Best Case: Michelle Obama
Worst Case: John Dillinger
Year of the Dragon1952, 1964, 1976, 1988, 2000, 2012*
Best Case: Brave, tenacious, intelligent, confident, enthusiastic
Worst Case: Aggressive, arrogant, irritating
Best Case: Fiery friend blows down barriers with courage and charisma. Toothless, we hardly knew ye.
Worst Case: Just plain blows. Snuff it, Smaug.
Best Case: Martin Luther King Jr.
Worst Case: Vladimir Putin
Year of the Snake1953, 1965, 1977, 1989, 2002, 2013*
Best case: Calm, intelligent, beautiful, wise, private
Worst case: Indifferent, skeptical, possessive, obstinate, vain
Best Case: Enigmatic beauty slithers into the hearts of millions with charm and wisdom. S-s-s-s-sublime.
Worst Case: Spends life coiled around the nearest mirror. Would you like an apple with that?
Best case: Greta Garbo
Worst case: Whitey Bulger
Year of the Horse1954, 1966, 1978, 1990, 2002, 2014*
Best Case: Loyal, enthusiastic, passionate, popular, elegant, enterprising, extroverted, funny
Worst Case: Hot-headed, ruthlessly ambitious, tendency to excess, lack of organizational skills
Best Case: Lovable Mr. Ed leads adoring herd to peace and prosperity. The neighs have it!

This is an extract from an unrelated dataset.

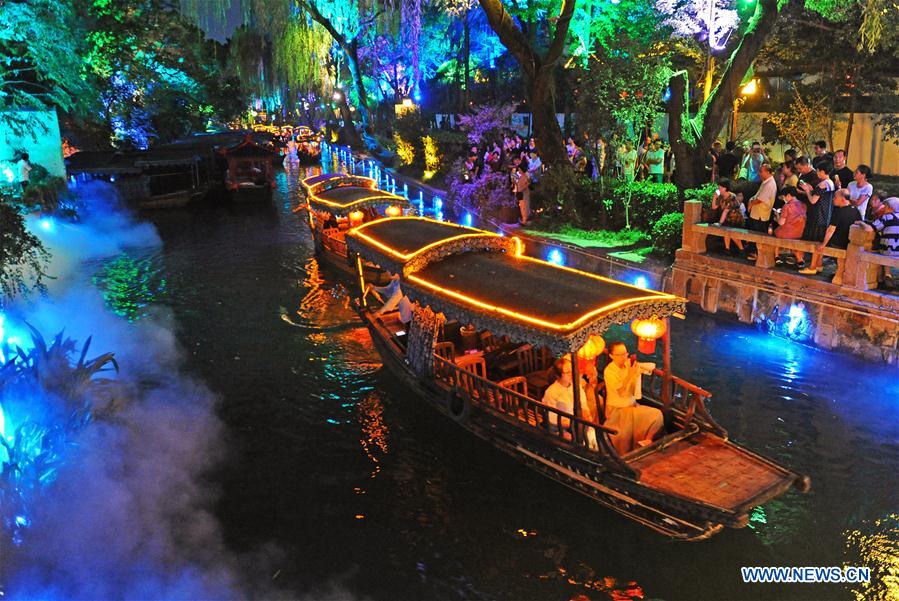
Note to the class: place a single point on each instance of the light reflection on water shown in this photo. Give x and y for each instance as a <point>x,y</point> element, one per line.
<point>357,479</point>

Worst Case: Stampedes his way to the hay, pummeling ponies in his path. Whoa, Trigger.
Best case: Paul McCartney
Worst case: Genghis Khan
Year of the Goat1955, 1967, 1979, 1991, 2003, 2015*
Best Case: Elegant, charming, artistic, kindhearted, nature-lover
Worst Case: Timid, moody, indecisive, pessimistic, worry-wart
Best Case: Writes and directs award-winning drama about kindly chevre maker.
Worst Case: Incessant bleating drives friends berserk, forced to play lead in cabrito.
Best Case: Michelangelo
Worst Case: George Wallace
Year of the Monkey1956, 1968, 1980, 1992, 2004, 2016*
Best Case: Clever, creative, intelligent, curious, magnetic, mischievous
Worst Case: Sly, restless, very naughty
Best Case: Curious George produces groundbreaking comedy, audiences go bananas.

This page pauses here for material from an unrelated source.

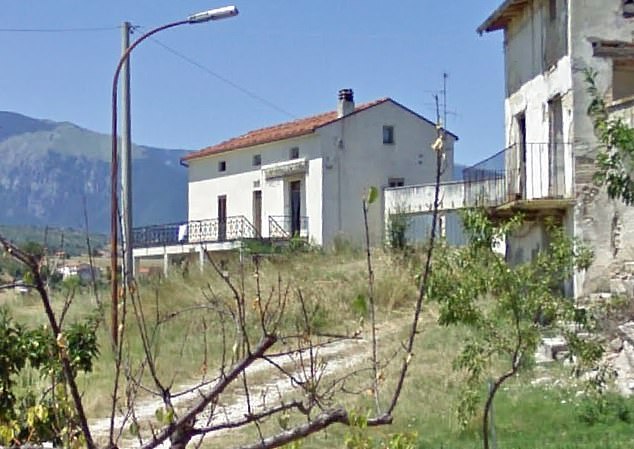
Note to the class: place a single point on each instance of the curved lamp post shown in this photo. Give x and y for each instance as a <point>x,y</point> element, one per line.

Worst Case: Becomes butt of own joke – bed time for Bonzo.
Best Case: Leonardo da Vinci
Worst Case: Jared Kushner
Year of the Rooster1957, 1969, 1981, 1993, 2005, 2017*
Best Case: Observant, hardworking, resourceful, brave, talented, confident
Worst Case: Vain, boastful, attention-seeking
Best Case: Multi-talented barnyard king has a lot to crow about – for real.
Worst Case: Non-stop bragging lands him in the stew pot. Coq au vin, anyone?
Best Case: Dolly Parton
Worst Case: Osama bin Laden
Year of the Dog1946, 1958, 1970, 1982, 1994, 2006, 2018*
Best Case: Loyal, honest, kind, prudent, sincere, selfless, trustworthy
Worst Case: Pessimistic, worried, critical, stubborn, insecure
Best Case: Lassie saves Timmy from the old mine – tummy rubs all around.
Worst Case: Paranoid Scoobie sees dead people. Ruh-roh.
Best Case: Mother Teresa
Worst Case: Donald Trump
Year of the Pig1959, 1971, 1983, 1995, 2007, 2019*
Best Case: Generous, honest, kind, diligent, compassionate, responsible, adaptable, tolerant
Worst Case: Naïve, credulous, over-confident, gullible, lewd, coarse
Best Case: Porky is everyone's sweetie and cooperative to a fault. Call him for a jumpstart at 3am and he'll bring the bagels.
Worst Case: Hapless dupe on the fast track to the Hormel plant. Th-th-th-that's all, folks.